Shadows flooded into the compound, as though the edges of the place were filling with the black water that had given birth to the pearls Ado had found on the riverbank. Flashes of yellow light gleamed, strange, inhuman reflections of eyes and teeth. A weird hissing became a whispering as the shadows became the boys of the army, all agog with excitement, high on adrenalin as they had once been on cocaine. But over the top of the rushing murmur, the trumpeting roar of the bullhorns gathered. And into the light at the far edge of the compound, the ghastly figure of Ngoboi whirled, with two attendants stroking and smoothing the fluttering wildness of his raffia costume. And, as soon as he appeared, over the top of the bullhorns themselves, the first distant peal of thunder came echoing out of the strange, cavernous sky. The misty brightness smeared across the eastern firmament began to die. There was nothing but the blackness beyond the security lighting, the glittering shadows and the wildly whirling figure of Ngoboi coming relentlessly towards the little chapel and the defenceless folk within it.
Celine shrugged off the doctor’s restraining hand. She stepped out through the door and staggered down the steps that were still stained with Father Antoine’s blood. The whispering that had run round the edges of the compound became a growl. She walked unsteadily towards the whirling dervish in raffia, head held high, face set, nostrils flared. As she neared the capering figure, she was able to see that, like the steps behind her, the front of the dancer’s costume was stained with blood.
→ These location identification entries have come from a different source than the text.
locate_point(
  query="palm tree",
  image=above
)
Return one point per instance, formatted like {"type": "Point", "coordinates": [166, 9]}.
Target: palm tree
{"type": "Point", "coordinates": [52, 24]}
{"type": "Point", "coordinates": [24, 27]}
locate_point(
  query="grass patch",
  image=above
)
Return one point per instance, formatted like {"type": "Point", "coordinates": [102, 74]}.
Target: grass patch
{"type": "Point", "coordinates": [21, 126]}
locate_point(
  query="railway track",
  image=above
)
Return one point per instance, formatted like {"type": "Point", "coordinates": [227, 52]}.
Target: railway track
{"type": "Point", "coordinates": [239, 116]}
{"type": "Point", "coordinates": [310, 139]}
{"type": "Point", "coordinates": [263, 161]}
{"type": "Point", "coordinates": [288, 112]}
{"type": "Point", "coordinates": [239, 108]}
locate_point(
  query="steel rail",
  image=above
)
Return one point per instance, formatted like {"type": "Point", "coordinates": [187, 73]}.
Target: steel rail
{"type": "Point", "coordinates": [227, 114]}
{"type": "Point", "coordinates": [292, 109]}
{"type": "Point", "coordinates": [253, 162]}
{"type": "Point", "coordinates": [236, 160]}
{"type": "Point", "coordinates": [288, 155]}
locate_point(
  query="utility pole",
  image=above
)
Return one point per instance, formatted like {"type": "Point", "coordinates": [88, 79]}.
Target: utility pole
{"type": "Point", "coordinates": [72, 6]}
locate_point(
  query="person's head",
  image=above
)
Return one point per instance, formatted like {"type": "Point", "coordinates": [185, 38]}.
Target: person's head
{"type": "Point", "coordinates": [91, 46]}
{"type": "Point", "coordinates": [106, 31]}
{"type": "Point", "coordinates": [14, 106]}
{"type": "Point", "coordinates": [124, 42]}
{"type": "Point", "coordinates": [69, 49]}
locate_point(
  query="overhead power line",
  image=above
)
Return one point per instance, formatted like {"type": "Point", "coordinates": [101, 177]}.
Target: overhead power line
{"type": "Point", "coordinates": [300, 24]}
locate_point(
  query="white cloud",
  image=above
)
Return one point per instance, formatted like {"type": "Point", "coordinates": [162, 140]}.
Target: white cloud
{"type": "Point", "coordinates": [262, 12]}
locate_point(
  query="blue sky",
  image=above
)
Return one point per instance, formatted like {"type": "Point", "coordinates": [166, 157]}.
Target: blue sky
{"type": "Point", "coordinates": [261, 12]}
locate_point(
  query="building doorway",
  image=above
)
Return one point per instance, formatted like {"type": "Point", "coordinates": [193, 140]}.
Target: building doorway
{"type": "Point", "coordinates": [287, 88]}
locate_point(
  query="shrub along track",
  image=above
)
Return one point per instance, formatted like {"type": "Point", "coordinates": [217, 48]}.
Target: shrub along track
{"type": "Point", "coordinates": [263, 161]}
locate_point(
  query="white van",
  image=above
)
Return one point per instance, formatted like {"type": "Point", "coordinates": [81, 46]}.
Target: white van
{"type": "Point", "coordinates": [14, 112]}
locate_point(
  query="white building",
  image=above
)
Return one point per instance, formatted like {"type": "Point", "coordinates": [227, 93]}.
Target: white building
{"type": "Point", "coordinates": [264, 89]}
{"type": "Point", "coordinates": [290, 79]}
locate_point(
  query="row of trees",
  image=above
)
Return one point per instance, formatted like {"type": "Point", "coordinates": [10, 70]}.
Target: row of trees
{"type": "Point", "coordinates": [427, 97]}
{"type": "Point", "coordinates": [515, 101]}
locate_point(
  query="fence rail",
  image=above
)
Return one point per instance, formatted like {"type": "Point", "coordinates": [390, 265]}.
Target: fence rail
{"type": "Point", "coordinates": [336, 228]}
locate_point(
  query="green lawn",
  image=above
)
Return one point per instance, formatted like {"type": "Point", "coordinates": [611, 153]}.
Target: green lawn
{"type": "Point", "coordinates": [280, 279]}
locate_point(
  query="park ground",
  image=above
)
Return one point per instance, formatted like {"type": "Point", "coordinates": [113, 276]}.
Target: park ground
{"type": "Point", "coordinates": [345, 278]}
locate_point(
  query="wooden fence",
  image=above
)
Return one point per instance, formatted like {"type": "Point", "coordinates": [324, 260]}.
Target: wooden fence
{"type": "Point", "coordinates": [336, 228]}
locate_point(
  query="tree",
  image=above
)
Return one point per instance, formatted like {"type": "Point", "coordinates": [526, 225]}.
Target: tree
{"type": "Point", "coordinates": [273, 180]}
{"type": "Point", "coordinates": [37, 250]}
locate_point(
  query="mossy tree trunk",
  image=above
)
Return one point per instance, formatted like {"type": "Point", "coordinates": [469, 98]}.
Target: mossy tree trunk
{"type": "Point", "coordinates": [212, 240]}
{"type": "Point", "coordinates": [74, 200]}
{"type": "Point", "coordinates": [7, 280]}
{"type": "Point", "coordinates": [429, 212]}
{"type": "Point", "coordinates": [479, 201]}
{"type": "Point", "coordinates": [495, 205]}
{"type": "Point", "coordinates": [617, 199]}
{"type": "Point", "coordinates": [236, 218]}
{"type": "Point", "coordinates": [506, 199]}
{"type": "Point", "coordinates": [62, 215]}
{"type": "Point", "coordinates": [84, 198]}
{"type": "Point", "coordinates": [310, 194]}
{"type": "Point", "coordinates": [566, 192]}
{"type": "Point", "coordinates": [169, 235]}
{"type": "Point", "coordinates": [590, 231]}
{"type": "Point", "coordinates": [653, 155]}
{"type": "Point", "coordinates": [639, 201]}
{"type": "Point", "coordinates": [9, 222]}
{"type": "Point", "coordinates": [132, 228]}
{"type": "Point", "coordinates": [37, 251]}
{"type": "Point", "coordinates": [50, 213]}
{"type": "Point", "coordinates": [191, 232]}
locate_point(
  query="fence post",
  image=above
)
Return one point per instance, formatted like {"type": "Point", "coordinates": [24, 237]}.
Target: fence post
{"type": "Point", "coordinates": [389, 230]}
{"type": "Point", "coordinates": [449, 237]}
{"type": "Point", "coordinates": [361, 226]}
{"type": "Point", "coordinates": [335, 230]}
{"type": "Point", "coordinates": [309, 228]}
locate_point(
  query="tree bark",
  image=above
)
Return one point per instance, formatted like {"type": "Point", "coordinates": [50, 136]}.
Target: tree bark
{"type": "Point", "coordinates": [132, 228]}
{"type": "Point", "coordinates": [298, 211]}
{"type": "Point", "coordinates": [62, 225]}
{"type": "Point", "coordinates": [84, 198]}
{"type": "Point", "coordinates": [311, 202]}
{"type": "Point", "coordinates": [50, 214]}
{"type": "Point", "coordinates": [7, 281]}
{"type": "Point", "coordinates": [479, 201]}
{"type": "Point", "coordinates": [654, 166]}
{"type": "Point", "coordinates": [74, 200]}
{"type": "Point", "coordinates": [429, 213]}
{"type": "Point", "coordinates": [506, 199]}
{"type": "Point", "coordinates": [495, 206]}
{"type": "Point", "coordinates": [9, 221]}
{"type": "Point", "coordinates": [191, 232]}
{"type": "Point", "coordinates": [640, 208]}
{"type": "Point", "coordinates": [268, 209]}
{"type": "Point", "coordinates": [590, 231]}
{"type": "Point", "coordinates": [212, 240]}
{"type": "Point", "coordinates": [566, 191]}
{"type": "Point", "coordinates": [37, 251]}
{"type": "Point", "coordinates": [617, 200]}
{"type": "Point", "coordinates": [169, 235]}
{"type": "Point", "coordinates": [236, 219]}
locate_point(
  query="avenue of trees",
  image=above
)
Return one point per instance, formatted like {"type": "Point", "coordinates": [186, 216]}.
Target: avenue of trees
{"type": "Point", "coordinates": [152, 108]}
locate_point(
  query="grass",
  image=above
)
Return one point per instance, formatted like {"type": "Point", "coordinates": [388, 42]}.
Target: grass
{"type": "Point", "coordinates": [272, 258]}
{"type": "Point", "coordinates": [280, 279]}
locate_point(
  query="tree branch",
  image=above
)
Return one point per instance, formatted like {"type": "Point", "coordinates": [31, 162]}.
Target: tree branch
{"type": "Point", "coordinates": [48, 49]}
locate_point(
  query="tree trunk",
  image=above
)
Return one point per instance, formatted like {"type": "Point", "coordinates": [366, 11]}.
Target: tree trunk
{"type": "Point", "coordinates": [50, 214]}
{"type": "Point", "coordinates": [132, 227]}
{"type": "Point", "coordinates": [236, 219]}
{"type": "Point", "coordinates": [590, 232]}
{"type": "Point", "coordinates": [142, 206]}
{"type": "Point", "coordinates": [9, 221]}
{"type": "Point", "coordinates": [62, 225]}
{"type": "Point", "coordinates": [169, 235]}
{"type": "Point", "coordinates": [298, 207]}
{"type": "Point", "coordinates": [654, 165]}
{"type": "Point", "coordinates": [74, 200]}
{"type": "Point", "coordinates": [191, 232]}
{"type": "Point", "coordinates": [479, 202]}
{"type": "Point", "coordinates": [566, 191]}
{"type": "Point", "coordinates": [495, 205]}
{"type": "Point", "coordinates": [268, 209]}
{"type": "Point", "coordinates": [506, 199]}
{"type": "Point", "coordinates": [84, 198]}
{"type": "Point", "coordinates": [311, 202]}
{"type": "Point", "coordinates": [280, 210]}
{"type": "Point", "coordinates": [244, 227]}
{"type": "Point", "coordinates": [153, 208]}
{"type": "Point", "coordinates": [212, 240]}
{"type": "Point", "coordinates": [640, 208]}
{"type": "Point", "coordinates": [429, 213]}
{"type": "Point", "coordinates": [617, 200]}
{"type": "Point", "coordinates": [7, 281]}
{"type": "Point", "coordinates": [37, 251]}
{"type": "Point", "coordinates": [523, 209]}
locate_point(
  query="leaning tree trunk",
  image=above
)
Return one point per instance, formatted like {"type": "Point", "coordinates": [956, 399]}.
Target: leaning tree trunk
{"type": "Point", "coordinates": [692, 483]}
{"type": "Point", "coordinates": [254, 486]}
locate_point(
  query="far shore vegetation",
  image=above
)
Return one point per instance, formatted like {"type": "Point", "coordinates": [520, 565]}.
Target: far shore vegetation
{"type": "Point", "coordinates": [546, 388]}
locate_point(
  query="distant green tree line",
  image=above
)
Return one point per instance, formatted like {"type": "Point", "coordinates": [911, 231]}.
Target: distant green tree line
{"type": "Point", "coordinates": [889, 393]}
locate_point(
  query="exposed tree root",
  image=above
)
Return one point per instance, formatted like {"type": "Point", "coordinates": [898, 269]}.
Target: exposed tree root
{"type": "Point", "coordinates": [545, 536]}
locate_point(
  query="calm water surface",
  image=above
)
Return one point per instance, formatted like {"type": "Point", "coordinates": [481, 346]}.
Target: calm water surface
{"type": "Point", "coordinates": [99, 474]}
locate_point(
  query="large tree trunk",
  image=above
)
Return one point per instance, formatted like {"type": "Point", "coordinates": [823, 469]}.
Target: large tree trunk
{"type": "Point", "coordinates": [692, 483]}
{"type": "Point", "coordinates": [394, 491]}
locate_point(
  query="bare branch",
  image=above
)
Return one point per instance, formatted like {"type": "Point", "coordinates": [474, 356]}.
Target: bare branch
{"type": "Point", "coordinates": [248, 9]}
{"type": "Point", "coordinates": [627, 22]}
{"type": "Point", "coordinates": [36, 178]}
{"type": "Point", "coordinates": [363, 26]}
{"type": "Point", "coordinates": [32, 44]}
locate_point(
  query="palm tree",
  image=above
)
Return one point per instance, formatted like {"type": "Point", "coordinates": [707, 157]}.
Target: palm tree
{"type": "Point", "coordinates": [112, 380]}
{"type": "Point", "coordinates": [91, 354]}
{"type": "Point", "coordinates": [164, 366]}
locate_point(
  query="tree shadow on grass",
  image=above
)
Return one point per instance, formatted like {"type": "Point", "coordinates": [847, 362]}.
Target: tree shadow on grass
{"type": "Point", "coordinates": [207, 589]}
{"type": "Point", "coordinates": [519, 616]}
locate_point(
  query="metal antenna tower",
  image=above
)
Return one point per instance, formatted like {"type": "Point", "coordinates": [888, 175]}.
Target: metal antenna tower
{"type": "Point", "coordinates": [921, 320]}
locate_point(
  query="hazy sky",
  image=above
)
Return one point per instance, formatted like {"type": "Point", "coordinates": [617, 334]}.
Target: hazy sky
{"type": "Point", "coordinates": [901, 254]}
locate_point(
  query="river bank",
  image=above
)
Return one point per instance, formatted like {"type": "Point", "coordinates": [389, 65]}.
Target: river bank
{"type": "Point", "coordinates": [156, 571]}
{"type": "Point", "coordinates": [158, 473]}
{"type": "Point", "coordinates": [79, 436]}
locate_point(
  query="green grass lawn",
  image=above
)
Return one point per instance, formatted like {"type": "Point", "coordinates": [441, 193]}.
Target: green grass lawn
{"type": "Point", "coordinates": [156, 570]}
A bullet hole had been carefully mended but the dark spatter around it remained. Ngoboi’s two assistants danced threateningly close to her, their task of keeping his costume smooth doubling with the need to keep her far enough away to avoid desecration of their god. It was bad enough that she looked upon him. What might happen if she touched him was incalculable. But, short of knocking her down or pulling her back, they could do nothing to turn the determined woman aside. So that, at last, Celine and Ngoboi were standing face to face in the middle of the compound.
Ngoboi stopped his dance and drew himself up to his full, towering height. Behind him, a great bolt of lightning smashed down the eastern sky, seeming to shatter on the top of distant Mount Karisoke. The bellow of thunder was overwhelming and instantaneous. In the instant that it died, a matchet appeared in Ngoboi’s hand. Its disconcertingly hot blade stroked Celine’s left cheek from cheekbone to ear lobe and beyond, razor-sharp enough to be shaving the hairs on her neck, and only the steadiness of the god’s right hand kept her from disfigurement or death — for the moment. ‘I had meant to keep you alive and trade you with your father,’ said Ngoboi in Captain Odem’s voice, so softly that only Celine could hear him. ‘You would have been worth such a fortune…’ There seemed to be genuine regret in his tone. ‘But now I shall eat your heart instead.’